DataJunction / dj

A metrics platform.
http://datajunction.io
MIT License
35 stars 15 forks source link

Allow the metric expression to include columns that come from linked Dimension node #1188

Open anhqle opened 2 weeks ago

anhqle commented 2 weeks ago

Currently, metric expression can only include columns from the Transform node.

Example of why this would be useful:

  1. user_latest_status = MAX_BY(user_status, time_column_from_dim_node)
  2. engagement_on_android = SUM(engagement) FILTER (WHERE device_name_from_dim_node = 'android')
samredai commented 2 weeks ago

Hmm, that would mean the column from the dim_node is required and so it's reasonable to require setting dim_node as a required dimension beforehand right? That would help limit the validation so we don't have to search the entire dimension dag to find this column. We could just look at the attributes (columns) on the dimensions found in the required dimensions for that metric.

Which brings me to another question. What if multiple dimension nodes have that particular column name?
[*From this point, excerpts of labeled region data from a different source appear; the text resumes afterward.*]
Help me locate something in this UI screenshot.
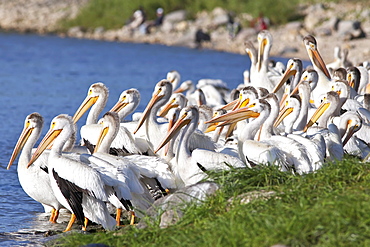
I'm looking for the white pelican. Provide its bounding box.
[303,35,331,107]
[272,58,303,96]
[334,111,370,159]
[134,80,172,149]
[158,93,188,117]
[205,99,313,174]
[196,78,230,108]
[274,81,316,134]
[93,112,176,193]
[28,114,116,231]
[303,91,344,161]
[156,106,246,186]
[73,82,148,155]
[109,88,141,123]
[7,112,63,223]
[251,30,283,99]
[346,67,361,94]
[166,70,181,90]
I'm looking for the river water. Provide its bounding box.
[0,33,292,246]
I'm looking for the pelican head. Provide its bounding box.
[274,95,301,127]
[109,88,141,119]
[73,82,109,123]
[27,114,76,167]
[174,80,195,93]
[158,93,188,117]
[204,108,227,133]
[206,99,271,127]
[333,68,347,80]
[6,112,44,170]
[303,91,339,132]
[341,111,362,147]
[134,79,172,134]
[303,35,331,79]
[154,106,199,153]
[222,86,258,110]
[272,58,303,93]
[344,67,361,92]
[94,112,120,153]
Do we just fail validation or SQL generation and raise some error indicating an ambiguous value in the metric definition?

anhqle commented 2 weeks ago

that would mean the column from the dim_node is required and so it's reasonable to require setting dim_node as a required dimension beforehand right?
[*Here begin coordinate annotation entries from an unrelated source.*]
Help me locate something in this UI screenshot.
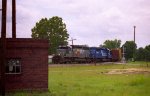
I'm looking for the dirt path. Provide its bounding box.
[105,68,150,74]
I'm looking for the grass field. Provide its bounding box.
[7,62,150,96]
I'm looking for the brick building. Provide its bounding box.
[0,38,48,91]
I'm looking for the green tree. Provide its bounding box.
[123,41,137,60]
[31,16,69,54]
[100,39,121,49]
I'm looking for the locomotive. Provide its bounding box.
[52,45,112,64]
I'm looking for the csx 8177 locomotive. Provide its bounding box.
[52,45,117,64]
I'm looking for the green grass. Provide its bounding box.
[49,65,150,96]
[7,64,150,96]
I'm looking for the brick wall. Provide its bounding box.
[0,38,48,90]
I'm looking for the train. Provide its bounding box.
[52,45,121,64]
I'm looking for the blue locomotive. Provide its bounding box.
[52,45,112,64]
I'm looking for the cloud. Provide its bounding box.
[1,0,150,47]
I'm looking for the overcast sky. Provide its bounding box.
[0,0,150,47]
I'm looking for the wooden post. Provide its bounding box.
[12,0,16,38]
[1,0,7,96]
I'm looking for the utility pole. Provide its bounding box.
[0,0,7,96]
[133,26,136,61]
[12,0,16,39]
[69,38,77,45]
[69,38,76,57]
[133,26,136,43]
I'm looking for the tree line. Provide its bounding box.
[31,16,150,61]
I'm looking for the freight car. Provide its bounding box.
[52,45,112,64]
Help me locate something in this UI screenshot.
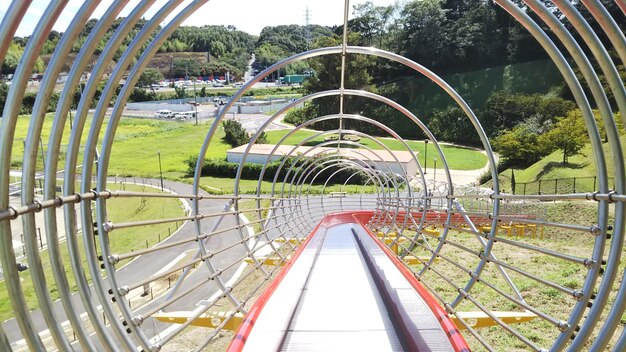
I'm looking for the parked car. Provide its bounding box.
[154,109,174,119]
[174,111,196,120]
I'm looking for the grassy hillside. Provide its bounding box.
[266,130,487,170]
[486,136,626,194]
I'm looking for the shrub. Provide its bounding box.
[222,120,250,147]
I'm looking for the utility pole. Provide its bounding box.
[157,150,163,192]
[424,139,428,175]
[193,77,198,126]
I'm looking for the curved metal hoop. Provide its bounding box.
[0,0,626,351]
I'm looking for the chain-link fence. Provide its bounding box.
[511,176,615,195]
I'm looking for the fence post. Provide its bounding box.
[37,227,43,249]
[554,178,559,194]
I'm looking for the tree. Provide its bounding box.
[222,120,250,147]
[542,110,588,164]
[428,107,480,145]
[174,86,187,99]
[137,67,164,87]
[254,131,270,144]
[492,124,549,166]
[400,0,448,67]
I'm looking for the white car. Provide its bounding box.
[154,109,174,119]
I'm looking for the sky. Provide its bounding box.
[0,0,396,36]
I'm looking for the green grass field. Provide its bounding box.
[488,136,626,190]
[11,115,486,183]
[200,176,376,195]
[0,184,184,321]
[266,130,487,170]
If by required dimension, you mean colloquially that the dim node must be joined for the metric to be computable, then yes, it is required.

If by required dimension you mean the DJ-definition i.e. "a grain at which the metric has to be consumed" (this name is frankly still unintuitive to me...), then no. In the engagement_on_android example, that is a metric that can be aggregated at various grain, not limited to device_name_from_dim_node.

What if multiple dimension nodes have that particular column name? Do we just fail validation or SQL generation and raise some error indicating an ambiguous value in the metric definition?

Failing seems fine to me. Requiring the user to write the full column name could also be okay, except that it'd be weird for the Transform's column to not be fully qualified, but the Dimension's column is.